Reactions: Informative 1


----------



## Mike1950 (Apr 3, 2016)

next time I try cherry or maple- I guess I will steam- I had horrible luck with both.

Reactions: Informative 1


----------



## Blueglass (Apr 3, 2016)

I have used the old propane torch style of bending like luthiers use. Took some practice for sure. When I first tried with my dad for violin making I did horrible with curly maple. Then recently I bent some mesquite. I had to learn the feel of the wood turning rubbery. After that it went pretty easy.

Reactions: Like 1 | Informative 2


----------



## gman2431 (Apr 3, 2016)

Thanks Barry. You must have missed my other response but I will be building nets. 

My rig I plan to build is exactly like the one you threw away. Lol. 

My strips will be around a .25 inch thick. 

Good to know about not being able to oversteam. I have no problem waiting and can keep myself busy while it does it's thing. 

I already have people willing to buy so I figure it's something I should endevour in.

Reactions: Like 1


----------



## gman2431 (Apr 3, 2016)

Blueglass said:


> I have used the old propane torch style of bending like luthiers use.
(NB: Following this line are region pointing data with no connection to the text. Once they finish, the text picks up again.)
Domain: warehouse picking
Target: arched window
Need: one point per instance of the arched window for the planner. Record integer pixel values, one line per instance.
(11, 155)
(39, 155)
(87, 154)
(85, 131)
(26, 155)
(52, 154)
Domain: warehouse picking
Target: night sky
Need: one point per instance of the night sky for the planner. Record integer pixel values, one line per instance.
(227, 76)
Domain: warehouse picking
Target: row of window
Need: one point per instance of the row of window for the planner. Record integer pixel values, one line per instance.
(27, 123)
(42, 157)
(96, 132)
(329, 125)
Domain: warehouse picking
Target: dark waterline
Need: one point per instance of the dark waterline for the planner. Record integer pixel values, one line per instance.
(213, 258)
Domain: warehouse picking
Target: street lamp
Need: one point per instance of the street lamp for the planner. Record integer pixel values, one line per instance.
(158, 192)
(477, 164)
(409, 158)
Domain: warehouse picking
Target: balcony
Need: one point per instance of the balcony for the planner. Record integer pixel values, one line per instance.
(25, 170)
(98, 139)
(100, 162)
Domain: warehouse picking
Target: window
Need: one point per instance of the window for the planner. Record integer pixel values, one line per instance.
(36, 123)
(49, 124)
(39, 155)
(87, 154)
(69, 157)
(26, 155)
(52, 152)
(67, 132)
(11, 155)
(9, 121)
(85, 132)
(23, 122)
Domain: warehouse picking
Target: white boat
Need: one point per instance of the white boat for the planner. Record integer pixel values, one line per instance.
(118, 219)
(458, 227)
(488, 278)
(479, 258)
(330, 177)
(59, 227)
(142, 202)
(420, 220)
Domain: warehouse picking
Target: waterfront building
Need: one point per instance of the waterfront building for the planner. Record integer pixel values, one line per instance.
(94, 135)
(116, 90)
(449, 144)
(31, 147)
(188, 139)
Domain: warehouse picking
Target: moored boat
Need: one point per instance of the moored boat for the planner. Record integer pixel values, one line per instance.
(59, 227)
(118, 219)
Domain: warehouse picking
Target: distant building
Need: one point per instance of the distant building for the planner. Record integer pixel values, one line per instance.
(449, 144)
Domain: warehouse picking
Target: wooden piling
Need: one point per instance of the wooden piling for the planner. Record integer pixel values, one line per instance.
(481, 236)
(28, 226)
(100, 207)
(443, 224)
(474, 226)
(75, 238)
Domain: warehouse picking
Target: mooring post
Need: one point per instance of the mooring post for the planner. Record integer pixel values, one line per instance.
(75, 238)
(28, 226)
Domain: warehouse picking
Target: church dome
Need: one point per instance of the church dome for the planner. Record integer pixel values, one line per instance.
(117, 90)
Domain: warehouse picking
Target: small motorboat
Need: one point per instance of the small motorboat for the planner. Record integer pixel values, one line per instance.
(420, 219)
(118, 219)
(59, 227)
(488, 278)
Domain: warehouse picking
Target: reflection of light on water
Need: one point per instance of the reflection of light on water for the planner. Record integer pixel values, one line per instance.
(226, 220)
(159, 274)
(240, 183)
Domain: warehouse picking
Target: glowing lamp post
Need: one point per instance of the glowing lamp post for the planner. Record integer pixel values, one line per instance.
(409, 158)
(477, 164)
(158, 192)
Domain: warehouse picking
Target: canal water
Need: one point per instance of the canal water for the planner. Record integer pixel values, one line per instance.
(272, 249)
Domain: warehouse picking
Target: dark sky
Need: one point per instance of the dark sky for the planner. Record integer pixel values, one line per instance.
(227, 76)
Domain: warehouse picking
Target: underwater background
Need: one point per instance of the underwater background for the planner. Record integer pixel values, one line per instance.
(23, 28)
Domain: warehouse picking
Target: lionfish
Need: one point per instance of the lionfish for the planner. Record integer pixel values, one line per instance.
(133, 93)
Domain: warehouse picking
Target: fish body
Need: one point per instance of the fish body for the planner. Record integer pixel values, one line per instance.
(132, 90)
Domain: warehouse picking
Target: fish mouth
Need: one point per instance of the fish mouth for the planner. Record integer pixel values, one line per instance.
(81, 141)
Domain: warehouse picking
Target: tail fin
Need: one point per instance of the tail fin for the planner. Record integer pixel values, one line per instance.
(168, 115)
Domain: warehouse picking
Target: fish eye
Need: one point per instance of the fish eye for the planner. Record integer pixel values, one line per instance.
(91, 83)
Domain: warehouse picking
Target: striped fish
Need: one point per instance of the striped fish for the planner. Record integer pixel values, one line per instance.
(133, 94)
Took some practice for sure. When I first tried with my dad for violin making I did horrible with curly maple. Then recently I bent some mesquite. I had to learn the feel of the wood turning rubbery. After that it went pretty easy.



Never heard of this. Gonna have to check it out for curiosity sake!


----------



## Blueglass (Apr 3, 2016)

I hope you grab some pics of your set up and how it works. I've been wanting to make a steam box as well but figured I'd go the way I knew because I had everything already.


----------



## gman2431 (Apr 3, 2016)

Blueglass said:


> I hope you grab some pics of your set up and how it works. I've been wanting to make a steam box as well but figured I'd go the way I knew because I had everything already.



Oh for sure, it will be a couple months probably before I really get serious and give it a run. Trying to figure out the details, materials and potential surprises first.


----------



## Blueglass (Apr 3, 2016)

Pretty much you get a fairly big steel pipe nipple, Light the torch and place inside and it heats the strip of wood. You kinda rock the wood back and forth and will feel it start to go floppy. I then use the drum shells I have for it as a mold. It takes a lot of effort to bend straight this way. I think the steam box and a mold will be much better for furniture and such. I have plans...

Similar to mine.

Reactions: Like 2


----------



## barry richardson (Apr 3, 2016)

1/4 thick shouldn't be a problem. About the quarter sawn vs flat sawn, I have never really noticed a difference, I have an antique white oak rocker which has some ( I assume) steam bent parts, they are flat sawn....

Reactions: Informative 1


----------



## Kevin (Apr 3, 2016)

My limited 2-project experience with steam bending went off perfectly. I built the standard 4" PVC steamer from plans in a woodworking mad around '94 before I had internet. One project was a breadbox and the other a chair that I never finished because I couldn't get the seat scooped oout to my satisfaction. I could do it now but I didn't have the proper tools back then for seat shaping. Actually I did but I didn't know it - I had a 4" grinder I could have bought 60 grit paper for but I never thought of it.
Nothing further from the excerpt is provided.